Senti a tristeza de Marion, por se separar de Shiva. Realmente senti pena e angústia. E, com toda sinceridade, compreendi o sentimento que Marion teve, a liberdade quando recebeu a notícia de Genet,  no fim do livro. É um dos sentimentos mais patéticos de todos, mas é tão precioso como um copo d'água no meio do deserto mais seco e árido. 

Está mais do que óbvio que Marion conta sua história no livro, mas eu me identifiquei com Thomas Stone (pai de Marion) acima de qualquer outro personagem. Foi lendo Thomas, Imaginando-o, que descobri meus motivos para ser cirurgião. Exatamente o que ele faz, é o que eu quero fazer.

Ler e reler a teoria, pois eu tenho plena consciência de que nunca saberei tanto quanto é necessário para não errar. Me dedicar de corpo e alma a alguém indefeso, necessitado, confiante que eu farei o que é certo.
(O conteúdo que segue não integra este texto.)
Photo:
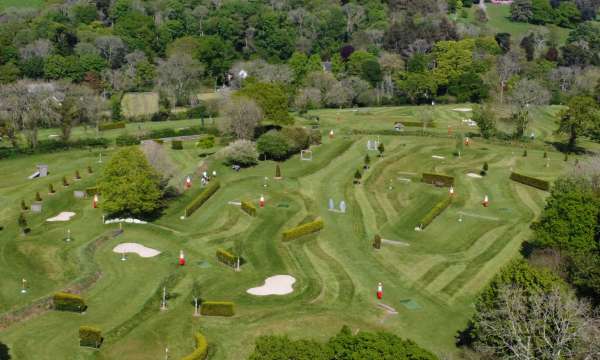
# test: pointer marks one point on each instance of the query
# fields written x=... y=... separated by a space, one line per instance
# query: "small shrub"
x=90 y=336
x=68 y=302
x=303 y=229
x=202 y=198
x=217 y=308
x=249 y=208
x=177 y=145
x=201 y=348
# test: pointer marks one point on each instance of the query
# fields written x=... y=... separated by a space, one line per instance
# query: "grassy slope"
x=337 y=270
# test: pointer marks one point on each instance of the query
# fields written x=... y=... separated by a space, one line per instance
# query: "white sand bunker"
x=139 y=249
x=63 y=216
x=274 y=285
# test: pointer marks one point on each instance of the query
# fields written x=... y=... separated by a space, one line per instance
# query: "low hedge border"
x=217 y=308
x=303 y=229
x=531 y=181
x=63 y=301
x=249 y=208
x=201 y=348
x=202 y=198
x=436 y=179
x=435 y=212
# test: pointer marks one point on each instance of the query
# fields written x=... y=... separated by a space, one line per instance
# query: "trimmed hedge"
x=68 y=302
x=90 y=336
x=202 y=198
x=435 y=212
x=436 y=179
x=226 y=257
x=217 y=308
x=201 y=348
x=112 y=126
x=531 y=181
x=303 y=229
x=248 y=208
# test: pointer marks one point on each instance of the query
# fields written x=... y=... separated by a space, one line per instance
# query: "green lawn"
x=440 y=269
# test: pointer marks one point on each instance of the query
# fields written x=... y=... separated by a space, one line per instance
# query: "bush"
x=531 y=181
x=437 y=179
x=240 y=152
x=227 y=258
x=435 y=211
x=68 y=302
x=303 y=229
x=90 y=336
x=127 y=140
x=248 y=208
x=177 y=145
x=202 y=198
x=111 y=126
x=201 y=348
x=217 y=308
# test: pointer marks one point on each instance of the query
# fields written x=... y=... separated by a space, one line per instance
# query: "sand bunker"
x=274 y=285
x=63 y=216
x=139 y=249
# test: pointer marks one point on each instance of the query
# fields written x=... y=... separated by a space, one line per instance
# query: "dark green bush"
x=531 y=181
x=303 y=229
x=217 y=308
x=68 y=302
x=437 y=179
x=212 y=188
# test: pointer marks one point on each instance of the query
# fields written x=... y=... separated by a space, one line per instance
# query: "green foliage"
x=129 y=185
x=201 y=348
x=569 y=220
x=435 y=212
x=217 y=308
x=90 y=336
x=68 y=302
x=249 y=208
x=209 y=191
x=438 y=179
x=304 y=229
x=111 y=126
x=531 y=181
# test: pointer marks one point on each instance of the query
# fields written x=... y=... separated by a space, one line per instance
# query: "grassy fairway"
x=430 y=277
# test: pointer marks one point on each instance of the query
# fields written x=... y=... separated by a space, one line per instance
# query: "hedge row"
x=531 y=181
x=217 y=308
x=201 y=348
x=437 y=179
x=202 y=198
x=435 y=211
x=249 y=208
x=90 y=336
x=303 y=229
x=111 y=126
x=226 y=257
x=68 y=302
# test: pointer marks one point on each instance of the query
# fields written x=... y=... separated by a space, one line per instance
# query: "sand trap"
x=274 y=285
x=139 y=249
x=63 y=216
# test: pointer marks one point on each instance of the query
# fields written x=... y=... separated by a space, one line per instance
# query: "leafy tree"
x=129 y=185
x=580 y=118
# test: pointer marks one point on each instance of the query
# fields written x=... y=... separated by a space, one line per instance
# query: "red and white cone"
x=181 y=258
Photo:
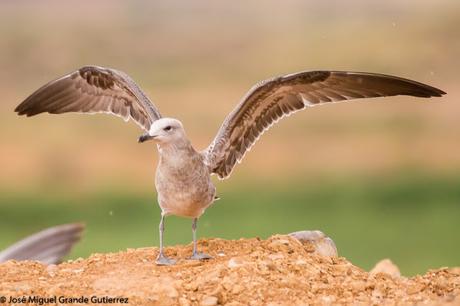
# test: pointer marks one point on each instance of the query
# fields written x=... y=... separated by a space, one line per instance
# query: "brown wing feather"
x=93 y=89
x=273 y=99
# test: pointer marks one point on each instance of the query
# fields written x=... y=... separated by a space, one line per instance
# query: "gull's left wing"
x=273 y=99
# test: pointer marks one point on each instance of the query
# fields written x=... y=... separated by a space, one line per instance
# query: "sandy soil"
x=276 y=271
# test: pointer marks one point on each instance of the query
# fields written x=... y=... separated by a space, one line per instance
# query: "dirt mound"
x=276 y=271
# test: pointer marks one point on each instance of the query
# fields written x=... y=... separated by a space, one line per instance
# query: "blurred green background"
x=382 y=178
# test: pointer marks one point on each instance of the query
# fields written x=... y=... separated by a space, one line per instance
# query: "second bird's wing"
x=48 y=246
x=93 y=89
x=273 y=99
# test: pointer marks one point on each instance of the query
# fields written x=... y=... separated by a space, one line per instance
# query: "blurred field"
x=380 y=178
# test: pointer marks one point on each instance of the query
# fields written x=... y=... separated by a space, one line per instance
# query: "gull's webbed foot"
x=164 y=261
x=200 y=256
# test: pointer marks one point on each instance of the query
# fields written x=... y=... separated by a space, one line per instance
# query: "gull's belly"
x=186 y=198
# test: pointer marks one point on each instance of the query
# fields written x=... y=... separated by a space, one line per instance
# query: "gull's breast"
x=185 y=191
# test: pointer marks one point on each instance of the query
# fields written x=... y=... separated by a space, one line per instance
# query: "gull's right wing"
x=93 y=89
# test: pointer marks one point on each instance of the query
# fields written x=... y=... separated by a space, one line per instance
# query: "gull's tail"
x=48 y=246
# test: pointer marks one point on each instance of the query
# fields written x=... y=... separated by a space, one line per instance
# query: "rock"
x=322 y=244
x=234 y=262
x=209 y=301
x=386 y=266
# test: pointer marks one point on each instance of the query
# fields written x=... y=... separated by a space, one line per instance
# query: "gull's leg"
x=195 y=254
x=162 y=260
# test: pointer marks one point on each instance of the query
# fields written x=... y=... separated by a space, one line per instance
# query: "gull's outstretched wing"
x=273 y=99
x=48 y=246
x=93 y=89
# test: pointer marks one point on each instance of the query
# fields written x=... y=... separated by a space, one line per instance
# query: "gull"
x=48 y=246
x=183 y=175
Manejar com destreza o bisturi, as tesouras, as agulhas, usando cada músculo e nervo em meu corpo para que o trabalho seja perfeito; fazer os instrumentos se tornarem parte de meu corpo, me tornar o próprio instrumento na cirurgia. E no final, apesar de saber minhas limitações humanas, tentar buscar meu paciente da divisa entre o mundo dos vivos e o mundo dos mortos, trazê-lo de volta o mais bem e funcional possível, graças a meu esforço e a colaboração da equipe, que forma comigo um só corpo, um só multi-instrumento.

Thomas Stone sofreu muito. Ele é sim uma pobre alma. Thomas vendeu sua vida. Numa palestra, certa vez um médico disse "a medicina é a esposa mais ciumenta de todas". Thomas é prova disso, todos os momentos em sua vida cruzaram-se, querendo ele ou não, com a antiga arte de Ptah, Imhotep, Esculápio, Chiron, Hipócrates, Galeno, Avicena e tantos outros.
Eu quero ser um Thomas Stone, mas sem sofrer tanto quanto ele. Eu senti pena dele, mas também senti que ele me deu a luz para a razão, meus motivos, minha explicação.

Eu quero ser O cirurgião eficaz. Sim, disso eu tenho certeza na minha vida. Não importa o que custar, eu quero ser. Eu me esforçarei pra merecer, vou aprimorar cada um dos tendões, ossos, músculos, nervos, bursas,  vasos, ductos e tudo mais que for necessário. Essa é uma das duas certezas que tenho. A outra é a morte, certa pra todos nós.

Então Raquel, você queria uma reflexão do que achei do livro? Você queria que eu dissesse o que ele mudou na minha visão sobre medicina? Queria que eu desse opiniões, não é? Pois aqui está. O livro me iluminou, não no sentido de me dar algo pra fazer, mas no sentido de me mostrar o motivo pelo qual fazer. Espero, sinceramente, que o próximo leitor desse livro em sua lista seja alguém que enxergue tanto quanto enxerguei, ou até mais.

Como diria Dom Cobb, personagem de Leonardo diCaprio no filme A Origem, "o parasita mais perigoso é uma ideia, implantada bem fundo na mente. Ela se espalha como um câncer, de modo silencioso e sem aviso, ela toma tudo". O 11º Mandamento implantou a ideia de ser cirurgião no fundo da minha mente. Essa é a minha reflexão, minha missão.